Leedy’s savvy is no doubt also due to her personal artistic achievements. She graduated from KCAI in 1974 and received her MFA from KU in 1980. She taught classes in drawing at Johnson County Community College, the University of Iowa and KCAI, as well as receiving a National Endowment for the Arts artist grant. Besides running her gallery, Leedy has worked continuously as an artist, specializing in small to large still life drawings that display the reflection of light on glassware.

She is also an artisanal jewelry maker, whose boho-inspired peyote stitch bracelets and necklaces have been in numerous museum shows and art books. Besides these myriad activities, Leedy is also famous for her retinue of fabulous gallery dogs, all of whom have added to the décor of her iconic gallery. — Elisabeth Kirsch


STEPHANIE LEEDY

Whether you know Stephanie Leedy or not, if you live in Kansas City you’ve encountered her handiwork in one form or another. You’ve seen her sculpted neon signs broadcasting the name of the Uptown Theater on Broadway, The Majestic Restaurant downtown, the Gem Theater at 18th and Vine, and other glittering signs on various historic facades throughout the city.

Leedy’s nickname is “Our Mother of the Crossroads” because of her 30-year management of the Leedy-Voulkos Art Center, forerunner of Kansas City’s downtown art establishments, where she manages the 30,000-square-foot, former Folgers Coffee warehouse that presents four to six exhibits at a time. She inherited that monumental task when her father, artist and Kansas City Art Institute professor Jim Leedy, could no longer both teach and deal with the building he bought that provided studio spaces for artists as well as venues for exhibitions.

Stephanie Leedy graduated from KCAI in sculpture and for more than 10 years was a glassblower, then owned and managed a neon shop and worked full-time as a neon artist. Her father is considered the person most responsible for the resurrection of the section of downtown Kansas City now called the Crossroads (some people still call it Leedyville), which has become an internationally known arts district.

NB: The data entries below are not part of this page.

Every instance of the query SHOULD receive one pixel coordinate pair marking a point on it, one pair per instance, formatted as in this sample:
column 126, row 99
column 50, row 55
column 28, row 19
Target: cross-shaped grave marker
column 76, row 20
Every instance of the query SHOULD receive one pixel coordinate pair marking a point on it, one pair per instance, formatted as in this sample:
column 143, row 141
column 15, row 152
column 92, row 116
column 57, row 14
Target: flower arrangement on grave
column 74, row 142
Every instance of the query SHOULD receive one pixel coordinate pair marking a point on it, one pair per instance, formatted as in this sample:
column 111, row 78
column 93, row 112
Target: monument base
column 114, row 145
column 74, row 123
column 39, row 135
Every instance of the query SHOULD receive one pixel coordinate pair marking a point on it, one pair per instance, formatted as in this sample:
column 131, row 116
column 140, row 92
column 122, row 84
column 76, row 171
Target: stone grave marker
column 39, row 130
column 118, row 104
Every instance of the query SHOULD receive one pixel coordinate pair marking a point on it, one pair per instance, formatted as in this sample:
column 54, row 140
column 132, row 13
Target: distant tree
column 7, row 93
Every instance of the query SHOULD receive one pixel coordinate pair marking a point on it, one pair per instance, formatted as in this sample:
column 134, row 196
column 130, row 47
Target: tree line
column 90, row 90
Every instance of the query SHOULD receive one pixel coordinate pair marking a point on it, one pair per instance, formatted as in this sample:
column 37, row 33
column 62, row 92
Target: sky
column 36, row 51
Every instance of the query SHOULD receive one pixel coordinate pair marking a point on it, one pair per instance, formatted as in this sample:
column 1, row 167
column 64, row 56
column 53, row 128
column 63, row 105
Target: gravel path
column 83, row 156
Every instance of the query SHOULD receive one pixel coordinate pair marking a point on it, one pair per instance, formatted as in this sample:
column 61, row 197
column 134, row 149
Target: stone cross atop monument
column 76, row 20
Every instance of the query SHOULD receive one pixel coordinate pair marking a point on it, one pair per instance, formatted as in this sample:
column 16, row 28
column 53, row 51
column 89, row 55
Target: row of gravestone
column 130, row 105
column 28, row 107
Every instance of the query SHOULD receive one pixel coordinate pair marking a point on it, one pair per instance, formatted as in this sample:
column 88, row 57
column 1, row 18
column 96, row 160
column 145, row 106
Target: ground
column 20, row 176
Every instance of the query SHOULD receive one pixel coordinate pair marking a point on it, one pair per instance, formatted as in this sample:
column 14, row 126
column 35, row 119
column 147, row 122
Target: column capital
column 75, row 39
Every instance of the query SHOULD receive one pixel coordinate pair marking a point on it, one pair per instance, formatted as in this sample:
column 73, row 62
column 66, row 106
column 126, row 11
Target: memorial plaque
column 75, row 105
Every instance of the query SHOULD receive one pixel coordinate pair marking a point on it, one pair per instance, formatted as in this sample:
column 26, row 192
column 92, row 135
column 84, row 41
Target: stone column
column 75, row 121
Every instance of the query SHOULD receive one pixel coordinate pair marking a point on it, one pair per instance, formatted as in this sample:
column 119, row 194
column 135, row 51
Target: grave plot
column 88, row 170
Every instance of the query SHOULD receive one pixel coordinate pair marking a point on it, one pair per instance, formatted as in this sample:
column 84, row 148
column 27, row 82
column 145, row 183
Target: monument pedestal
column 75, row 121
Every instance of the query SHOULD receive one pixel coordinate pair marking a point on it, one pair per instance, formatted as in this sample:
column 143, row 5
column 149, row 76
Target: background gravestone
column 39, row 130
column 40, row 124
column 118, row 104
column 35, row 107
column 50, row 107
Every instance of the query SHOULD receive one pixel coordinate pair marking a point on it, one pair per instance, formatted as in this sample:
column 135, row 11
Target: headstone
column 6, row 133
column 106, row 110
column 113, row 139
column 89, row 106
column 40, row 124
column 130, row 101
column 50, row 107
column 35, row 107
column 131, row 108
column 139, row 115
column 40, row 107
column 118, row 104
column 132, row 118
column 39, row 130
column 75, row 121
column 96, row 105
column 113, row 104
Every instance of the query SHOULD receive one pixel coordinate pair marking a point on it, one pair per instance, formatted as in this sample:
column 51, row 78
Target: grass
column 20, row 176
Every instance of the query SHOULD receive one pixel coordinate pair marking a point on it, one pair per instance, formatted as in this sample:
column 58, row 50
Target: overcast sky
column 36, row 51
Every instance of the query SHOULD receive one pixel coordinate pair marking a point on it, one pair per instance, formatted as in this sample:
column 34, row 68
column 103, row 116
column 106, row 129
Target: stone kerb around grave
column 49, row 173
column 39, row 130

Leedy says she “willingly gave up her own business” to take over running the Leedy-Voulkos Art Center. “It’s okay; I was tired of doing what I was doing,” she says.

Her first order of business was to stabilize and rehab the building and the artist studios, and she did much of this backbreaking work herself. Over the years she has had the walls, floors and windows repaired and installed new lighting systems. The center has also become a stalwart brick-and-mortar exhibition space, focusing on shows by regional artists as well as hosting shows by independent curators, and offering space for a variety of local performing arts, theater groups and 501(c)(3) charitable organizations. The Kansas City Ballet, Friends of Alvin Ailey, a variety of musical companies, Fiber Art Now, suicide prevention groups and multiple societies for people with disabilities are just a few of the groups that have used LVAC for their fundraising benefits over the decades. There have been any number of student shows, including the Black Student and Asian Pacific Unions from the Art Institute, as well as juried high school art exhibits.

The center’s community outreach has touched almost every notable organization in the city. “My dad loved First Fridays in the Crossroads even if only one person showed up,” Leedy says. “He wanted to get everyone involved in art.”

The apple doesn’t fall far from the tree. — Elisabeth Kirsch


JENNY MENDEZ

Jenny Mendez, cultural arts director at the Mattie Rhodes Center, has been serving the community and the center with knowledge and enthusiasm for almost four decades.

“Certain families and certain students that were kids at one point will come back and see me,” she said. “They say ‘I was wanting to sign up for a class at the Nelson. Should I go?’ Or they’re looking for advice on the next steps for their children who’ve been to our camps.”

Mendez often finds herself fielding calls from people looking for muralists, dancers or musicians. “I say I’m not the master of it all. But this is what I think. This is what I can share with you from my experience.”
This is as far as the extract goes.